Ensemble

Ensemble mixers together in order to generate predictions

class ensemble.BaseEnsemble(target, mixers, data, fit=True)[source]

Base class for all ensembles.

Ensembles wrap sets of Lightwood mixers, with the objective of generating better predictions based on the output of each mixer.

There are two important methods for any ensemble to work:
  1. __init__() should prepare all mixers and internal ensemble logic.

  2. __call__() applies any aggregation rules to generate final predictions based on the output of each mixer.

Class Attributes: - mixers: List of mixers the ensemble will use. - supports_proba: For classification tasks, whether the ensemble supports yielding per-class scores rather than only returning the predicted label.

NOTE: this ensemble is not functional. Do not use it when generating custom JsonAI objects, as the learning process will fail.

class ensemble.BestOf(target, mixers, data, accuracy_functions, args, ts_analysis=None, fit=True)[source]

This ensemble acts as a mixer selector. After evaluating accuracy for all internal mixers with the validation data, it sets the best mixer as the underlying model.

class ensemble.Embedder(target, mixers, data)[source]

This ensemble acts as a simple embedder that bypasses all mixers. When called, it will return the encoded representation of the data stored in (or generated by) an EncodedDs object.

class ensemble.IdentityEnsemble(target, mixers, data, args)[source]

This ensemble performs no aggregation. User can define an “active mixer” and calling the ensemble will call said mixer.

Ideal for use cases with single mixers where (potentially expensive) evaluation runs are done internally, as in BestOf.

class ensemble.MeanEnsemble(target, mixers, data, dtype_dict, fit=True, **kwargs)[source]

When called, this ensemble will return the mean prediction from the entire list of underlying mixers.

NOTE: can only be used in regression tasks.

class ensemble.ModeEnsemble(target, mixers, data, dtype_dict, accuracy_functions, args, ts_analysis=None, fit=True, **kwargs)[source]

When called, this ensemble will return the mode prediction from the entire list of underlying mixers.

If there are multiple modes, the mode whose voting mixers have the highest score will be returned.

NOTE: can only be used in categorical tasks.

class ensemble.StackedEnsemble(target, mixers, data, dtype_dict, args, fit=True, **kwargs)[source]

This ensemble will learn an optimal weight vector via Stochastic Gradient Descent on the validation dataset and the respective mixer predictions.

Starting weights for the vector are uniformly set.
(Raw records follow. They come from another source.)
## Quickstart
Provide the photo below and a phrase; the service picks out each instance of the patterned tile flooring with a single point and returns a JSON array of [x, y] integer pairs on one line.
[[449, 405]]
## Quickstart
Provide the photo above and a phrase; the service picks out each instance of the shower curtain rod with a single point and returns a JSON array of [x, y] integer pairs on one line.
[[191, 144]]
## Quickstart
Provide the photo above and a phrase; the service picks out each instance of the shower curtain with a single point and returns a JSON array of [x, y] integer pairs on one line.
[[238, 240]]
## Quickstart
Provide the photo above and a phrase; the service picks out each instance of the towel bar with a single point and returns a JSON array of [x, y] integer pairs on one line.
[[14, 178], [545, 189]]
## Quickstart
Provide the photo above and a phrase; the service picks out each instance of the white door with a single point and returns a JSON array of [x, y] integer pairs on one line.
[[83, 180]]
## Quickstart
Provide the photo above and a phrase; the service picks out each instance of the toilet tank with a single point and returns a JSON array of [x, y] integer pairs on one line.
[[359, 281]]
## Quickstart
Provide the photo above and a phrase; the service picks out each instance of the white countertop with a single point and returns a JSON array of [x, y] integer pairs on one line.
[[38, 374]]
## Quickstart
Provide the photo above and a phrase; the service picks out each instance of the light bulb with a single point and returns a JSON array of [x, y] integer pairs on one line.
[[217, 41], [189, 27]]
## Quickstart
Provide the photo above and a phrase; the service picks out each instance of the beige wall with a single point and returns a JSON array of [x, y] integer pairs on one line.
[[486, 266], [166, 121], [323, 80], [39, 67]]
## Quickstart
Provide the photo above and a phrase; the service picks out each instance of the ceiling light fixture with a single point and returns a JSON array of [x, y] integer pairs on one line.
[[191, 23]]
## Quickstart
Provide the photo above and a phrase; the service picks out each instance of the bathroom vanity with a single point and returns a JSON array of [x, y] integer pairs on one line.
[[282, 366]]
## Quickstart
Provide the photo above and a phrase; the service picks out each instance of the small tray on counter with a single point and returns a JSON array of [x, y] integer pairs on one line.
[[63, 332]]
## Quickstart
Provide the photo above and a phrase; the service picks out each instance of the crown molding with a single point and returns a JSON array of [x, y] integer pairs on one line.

Note this mixer is still in experimental phase. Some features in the roadmap are:
  • support for handling faulty mixers

  • support for custom initial vector weights

  • early stopping

  • arbitrarily complex secondary model

class ensemble.TsStackedEnsemble(target, mixers, data, dtype_dict, ts_analysis, args, fit=True, **kwargs)[source]

Thin wrapper for StackedEnsemble that enables forecasting support.

class ensemble.WeightedMeanEnsemble(target, mixers, data, args, dtype_dict, accuracy_functions, ts_analysis=None, fit=True, **kwargs)[source]

This ensemble determines a weight vector to return a weighted mean of the underlying mixers.

More specifically, each model is evaluated on the validation dataset and assigned an accuracy score (as per the fixed accuracy function at the JsonAI level).

Afterwards, all the scores are softmaxed to obtain the final weights.

Note: this ensemble only supports regression tasks.